Emmanuelle Cuau est l’invitée d’honneur de la 37e édition d’Entrevues, festival international du cinéma indépendant. Rencontre avec une cinéaste à l’oeuvre rare, captant au plus juste les déchirures de la vie.
En 1995, Circuit Carole remportait le premier prix à Belfort. Vous voilà de retour au festival, en invitée d’honneur cette fois…
J’ai été la première surprise de cette proposition, moi qui ai si peu tourné. Trois longs-métrages en trente ans ! Je suis très lente. Il me faut du temps pour écrire. Et quand on voit la durée de vie des films en salles de nos jours -deux semaines d’exploitation pour des années de travail –, c’est désolant.
Dès vos débuts, vous déclariez dans les pages de Libération vouloir « prendre le temps. Je sais que je resterai toujours d’un certain côté. » De quel « côté » parliez-vous ?

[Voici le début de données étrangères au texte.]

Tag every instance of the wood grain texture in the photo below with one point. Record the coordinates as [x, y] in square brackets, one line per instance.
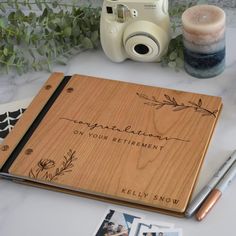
[133, 143]
[28, 117]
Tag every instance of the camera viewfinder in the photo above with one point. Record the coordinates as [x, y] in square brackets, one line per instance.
[109, 10]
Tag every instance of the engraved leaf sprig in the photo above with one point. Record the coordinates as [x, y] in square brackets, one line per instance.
[177, 106]
[43, 166]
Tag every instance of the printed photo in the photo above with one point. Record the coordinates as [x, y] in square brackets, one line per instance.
[141, 226]
[116, 223]
[166, 232]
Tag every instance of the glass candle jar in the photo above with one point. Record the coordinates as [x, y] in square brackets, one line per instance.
[204, 40]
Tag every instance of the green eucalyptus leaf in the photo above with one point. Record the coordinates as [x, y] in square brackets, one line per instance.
[39, 4]
[172, 64]
[2, 8]
[67, 31]
[3, 23]
[5, 51]
[87, 43]
[54, 4]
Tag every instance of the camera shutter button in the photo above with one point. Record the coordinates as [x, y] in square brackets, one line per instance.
[112, 29]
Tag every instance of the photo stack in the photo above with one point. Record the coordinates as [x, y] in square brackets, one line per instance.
[119, 223]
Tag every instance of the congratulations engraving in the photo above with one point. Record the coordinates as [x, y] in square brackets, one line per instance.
[127, 129]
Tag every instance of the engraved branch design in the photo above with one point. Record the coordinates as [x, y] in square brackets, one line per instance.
[41, 171]
[168, 101]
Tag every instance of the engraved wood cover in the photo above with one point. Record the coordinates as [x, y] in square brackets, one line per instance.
[123, 141]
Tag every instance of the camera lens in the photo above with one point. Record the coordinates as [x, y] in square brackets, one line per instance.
[141, 49]
[109, 10]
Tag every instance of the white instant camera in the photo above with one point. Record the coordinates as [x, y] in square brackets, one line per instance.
[139, 30]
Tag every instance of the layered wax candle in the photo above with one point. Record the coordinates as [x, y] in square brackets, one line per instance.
[204, 40]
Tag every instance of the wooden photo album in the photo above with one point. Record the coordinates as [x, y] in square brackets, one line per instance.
[127, 143]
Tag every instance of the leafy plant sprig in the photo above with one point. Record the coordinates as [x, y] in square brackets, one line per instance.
[177, 106]
[43, 166]
[37, 39]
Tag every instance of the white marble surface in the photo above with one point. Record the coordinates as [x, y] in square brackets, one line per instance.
[30, 211]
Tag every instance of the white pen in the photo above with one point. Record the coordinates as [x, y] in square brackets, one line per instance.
[201, 196]
[216, 192]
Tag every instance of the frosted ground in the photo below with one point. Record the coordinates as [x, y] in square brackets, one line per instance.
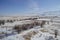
[36, 33]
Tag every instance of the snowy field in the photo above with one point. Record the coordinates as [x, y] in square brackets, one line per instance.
[47, 32]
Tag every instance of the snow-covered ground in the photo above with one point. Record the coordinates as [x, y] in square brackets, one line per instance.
[36, 33]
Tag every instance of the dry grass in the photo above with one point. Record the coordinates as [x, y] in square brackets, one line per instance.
[44, 30]
[29, 35]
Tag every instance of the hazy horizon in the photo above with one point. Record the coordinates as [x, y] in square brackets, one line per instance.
[28, 7]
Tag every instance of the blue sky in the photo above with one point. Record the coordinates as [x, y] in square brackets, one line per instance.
[23, 7]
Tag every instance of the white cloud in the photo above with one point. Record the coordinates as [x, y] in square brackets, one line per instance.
[33, 6]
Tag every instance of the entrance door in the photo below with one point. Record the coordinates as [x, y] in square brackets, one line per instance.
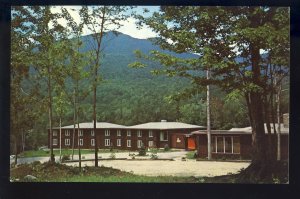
[178, 141]
[191, 143]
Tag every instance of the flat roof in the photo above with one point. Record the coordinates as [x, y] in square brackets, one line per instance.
[165, 125]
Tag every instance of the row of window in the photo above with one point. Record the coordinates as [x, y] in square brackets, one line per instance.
[225, 144]
[106, 133]
[106, 142]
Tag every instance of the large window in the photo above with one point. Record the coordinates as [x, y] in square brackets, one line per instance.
[118, 132]
[150, 133]
[107, 142]
[67, 133]
[118, 142]
[128, 143]
[107, 132]
[139, 143]
[67, 142]
[225, 144]
[140, 133]
[163, 136]
[150, 144]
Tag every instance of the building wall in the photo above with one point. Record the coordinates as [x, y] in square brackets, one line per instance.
[245, 147]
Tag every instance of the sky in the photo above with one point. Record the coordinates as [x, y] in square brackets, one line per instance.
[128, 27]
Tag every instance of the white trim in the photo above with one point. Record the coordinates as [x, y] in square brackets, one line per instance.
[118, 142]
[119, 133]
[139, 143]
[67, 132]
[150, 145]
[150, 133]
[107, 142]
[107, 132]
[140, 133]
[128, 143]
[54, 133]
[67, 142]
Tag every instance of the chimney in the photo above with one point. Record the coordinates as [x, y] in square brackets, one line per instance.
[286, 121]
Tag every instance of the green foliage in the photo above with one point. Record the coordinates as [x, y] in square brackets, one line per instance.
[142, 150]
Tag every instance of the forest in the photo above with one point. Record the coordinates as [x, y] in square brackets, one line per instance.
[59, 77]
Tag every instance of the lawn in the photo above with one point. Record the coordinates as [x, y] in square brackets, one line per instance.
[55, 172]
[42, 153]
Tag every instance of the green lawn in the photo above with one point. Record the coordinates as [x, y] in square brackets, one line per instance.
[41, 153]
[55, 172]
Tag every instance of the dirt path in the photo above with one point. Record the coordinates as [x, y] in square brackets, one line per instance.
[175, 168]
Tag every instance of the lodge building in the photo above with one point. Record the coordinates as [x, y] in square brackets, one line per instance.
[235, 143]
[152, 134]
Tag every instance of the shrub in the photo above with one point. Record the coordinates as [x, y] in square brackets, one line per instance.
[154, 155]
[112, 155]
[65, 157]
[166, 147]
[142, 151]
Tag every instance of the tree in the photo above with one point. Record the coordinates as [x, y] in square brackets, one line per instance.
[99, 20]
[234, 43]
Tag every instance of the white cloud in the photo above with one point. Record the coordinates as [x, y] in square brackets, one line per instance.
[128, 27]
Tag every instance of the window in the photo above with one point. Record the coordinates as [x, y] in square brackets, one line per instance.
[150, 144]
[236, 144]
[139, 143]
[67, 142]
[54, 142]
[225, 144]
[228, 144]
[67, 133]
[128, 143]
[163, 136]
[118, 142]
[107, 133]
[107, 142]
[150, 133]
[140, 133]
[220, 145]
[118, 132]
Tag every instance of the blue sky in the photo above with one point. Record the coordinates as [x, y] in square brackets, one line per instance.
[128, 27]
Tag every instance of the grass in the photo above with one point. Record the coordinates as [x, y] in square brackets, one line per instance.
[190, 155]
[54, 172]
[42, 153]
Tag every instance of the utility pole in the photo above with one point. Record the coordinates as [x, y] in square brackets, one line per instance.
[208, 119]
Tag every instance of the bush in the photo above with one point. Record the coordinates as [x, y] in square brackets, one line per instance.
[142, 151]
[65, 157]
[112, 155]
[154, 155]
[166, 147]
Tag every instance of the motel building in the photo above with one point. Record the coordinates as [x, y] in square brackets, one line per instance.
[235, 143]
[108, 135]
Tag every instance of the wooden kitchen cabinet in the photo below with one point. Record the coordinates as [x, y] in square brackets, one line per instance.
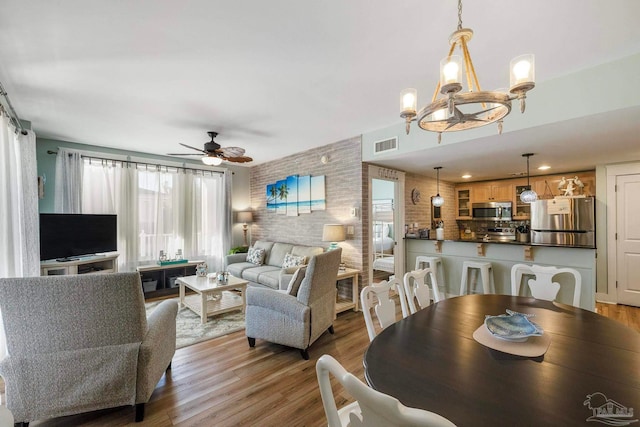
[463, 203]
[509, 190]
[493, 192]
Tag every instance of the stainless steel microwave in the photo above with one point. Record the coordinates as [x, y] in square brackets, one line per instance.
[492, 211]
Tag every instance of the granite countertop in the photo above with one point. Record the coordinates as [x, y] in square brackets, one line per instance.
[512, 242]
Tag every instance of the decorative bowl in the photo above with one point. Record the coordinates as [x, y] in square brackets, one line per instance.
[512, 326]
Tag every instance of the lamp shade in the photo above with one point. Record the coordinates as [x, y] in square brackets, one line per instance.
[245, 216]
[333, 233]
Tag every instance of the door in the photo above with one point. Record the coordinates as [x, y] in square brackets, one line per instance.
[628, 239]
[386, 223]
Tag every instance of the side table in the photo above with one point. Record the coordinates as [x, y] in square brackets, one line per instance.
[344, 305]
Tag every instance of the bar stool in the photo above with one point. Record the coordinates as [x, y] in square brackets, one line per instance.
[435, 264]
[486, 273]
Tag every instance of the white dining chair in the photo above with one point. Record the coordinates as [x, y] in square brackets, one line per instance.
[371, 408]
[416, 288]
[542, 285]
[377, 297]
[517, 271]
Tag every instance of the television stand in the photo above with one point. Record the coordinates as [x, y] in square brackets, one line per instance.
[84, 265]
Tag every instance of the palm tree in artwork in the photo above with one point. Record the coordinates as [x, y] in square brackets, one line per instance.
[283, 192]
[273, 192]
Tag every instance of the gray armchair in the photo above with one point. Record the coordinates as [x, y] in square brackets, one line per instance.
[82, 343]
[296, 320]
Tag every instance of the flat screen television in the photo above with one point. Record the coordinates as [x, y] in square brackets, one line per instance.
[64, 237]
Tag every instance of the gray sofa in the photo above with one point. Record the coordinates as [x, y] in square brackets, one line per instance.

Je ne veux pas tourner pour tourner. Aujourd’hui, les films français se ressemblent : la même histoire, déclinée en diverses variantes, les mêmes interprètes – ce qui n’est pas seulement la faute du réalisateur ! Parce qu’in fine, les financements dépendent surtout des chaînes de télévision. Ce sont elles qui décident… et c’est assez aseptisé. À moins de faire des longs-métrages vraiment fauchés, on n’a pas grande liberté.
Vous disiez aussi que « le cinéma est une affaire de morale ». Qu’entendiez-vous par là ?
Il faut être vigilant sur la justesse de ce qu’on raconte. Il s’agit de ne pas trahir le réel, de porter une attention soutenue aux personnages et de s’efforcer de rester le plus droit possible : ne pas céder à la facilité, à une belle image, etc.
Circuit Carole explorait les rapports entre une mère et sa fille, quand Pris de court (2017) plonge une femme – magnifiquement interprétée par Virginie Efira – et ses fils dans un terrifiant engrenage…
Les liens unissant une mère à son enfant me fascinent. Circuit Carole est l’histoire d’une mère qui n’a que l’amour de sa fille pour la faire vivre. Tout le reste la fait mourir : le temps qui passe, la fatigue, le chagrin… Le sentiment maternel est, pour moi, tellement impossible à dire ! Un absolu, qui peut aussi être culpabilisant pour l’enfant.
Annie Ernaux, lauréate du Nobel de littérature, a loué la justesse avec laquelle vous retranscrivez la complexité des rapports familiaux. Quelle est la place de l’ambiguïté dans votre cinéma ?
J’aime énormément Herman Melville, grand écrivain de l’ambivalence – d’ailleurs auteur d’un splendide Pierre ou les Ambiguïtés –, et me remémore souvent un chapitre de Moby Dick au sujet de la blancheur de la baleine. Il y avance l’idée que le blanc est la couleur la plus équivoque qui soit, à la fois celle de la robe de la mariée et celle du linceul dans lequel on enveloppe les morts. Rien n’est jamais d’un seul tenant en ce monde. On passe sa vie à jongler avec les situations, les circonstances… Retranscrire cela dans mes histoires, c’est tout ce qui m’intéresse. J’aime le ténu, toutes ces choses apparemment insignifiantes, mais qui en disent le plus.